I originally attempted to use mk-parallel-[dump/restore] but I kept running into issues when restoring the data. mydumper (written by Domas Mituzas) has been tested to be faster so I thought I would give it a try.
The dump command is straight forward:
mydumper --database=mydb --rows=100000 --threads=16
I only wanted to dump a certain DB. Also, I found that chunking insert statements made imports faster (I choose 100,000 rows). Last but not least, the number of threads to dump with (generally number of cores your machine has). This will create an export directory with all the SQL files in your current working directory. I didn’t use compression because my database is relatively small so space was not an issue and I did not want the overhead (albeit small amount) of (de)compression.
Since mydumper only dumps table data, you will also need to dump the table structure.

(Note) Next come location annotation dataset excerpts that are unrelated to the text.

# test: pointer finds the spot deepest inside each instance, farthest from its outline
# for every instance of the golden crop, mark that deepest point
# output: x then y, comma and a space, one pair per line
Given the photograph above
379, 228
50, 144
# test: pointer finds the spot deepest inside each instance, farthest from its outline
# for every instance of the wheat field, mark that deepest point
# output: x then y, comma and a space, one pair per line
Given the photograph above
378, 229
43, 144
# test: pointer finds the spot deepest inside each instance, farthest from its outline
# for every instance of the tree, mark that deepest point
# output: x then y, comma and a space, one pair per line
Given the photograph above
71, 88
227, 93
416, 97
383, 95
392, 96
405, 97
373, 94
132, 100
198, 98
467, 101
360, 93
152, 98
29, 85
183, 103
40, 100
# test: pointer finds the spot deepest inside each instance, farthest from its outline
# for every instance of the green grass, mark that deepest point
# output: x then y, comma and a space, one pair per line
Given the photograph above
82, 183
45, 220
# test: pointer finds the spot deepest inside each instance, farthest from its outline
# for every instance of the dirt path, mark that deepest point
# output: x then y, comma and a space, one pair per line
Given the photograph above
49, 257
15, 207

mysqldump --no-data mydb > mydb_table_structure.sql
Parallel restore is a little bit more “complex”. As the mydumper export is not compatible with mk-parallel-restore, you have to do a little pipe magic. This is a slightly modified one-liner from Domas Mituzas found here. His assumes you used compression so no zcat in mine. Be sure you’ve restored the table structure first using the sql file from mysqldump.

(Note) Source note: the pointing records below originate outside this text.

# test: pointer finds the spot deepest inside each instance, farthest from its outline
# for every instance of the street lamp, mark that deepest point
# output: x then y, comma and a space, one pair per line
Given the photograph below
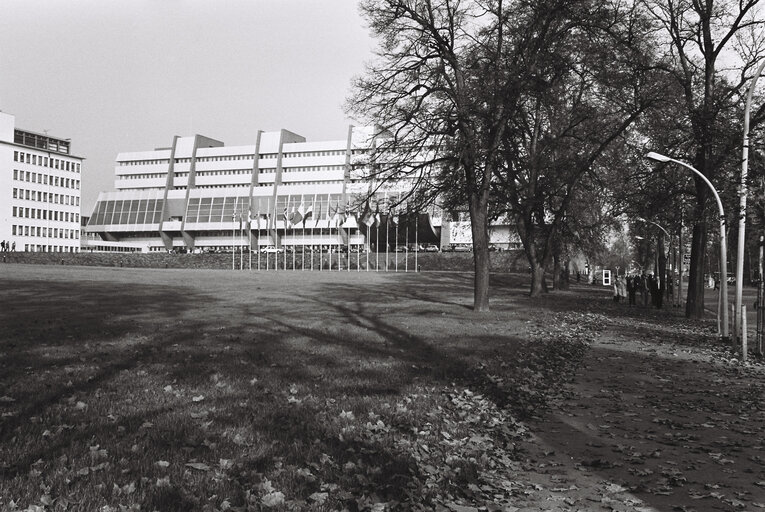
669, 237
742, 208
723, 245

cd /var/data/backups/export-20100717-024935 echo *.sql | xargs -n1 -P 16 -I % sh -c 'mysql -uimporter -pasdf -h10.0.1.10 mydb < %'
I ran this from the same machine I was exporting from (which was a different machine than I was importing to). This little gem, is made possible by xargs’ ability to thread; ‘-P 16′ means 16 threads. If you dump/import on the same machine, you probably won’t need the user/password/host parameters in the mysql command.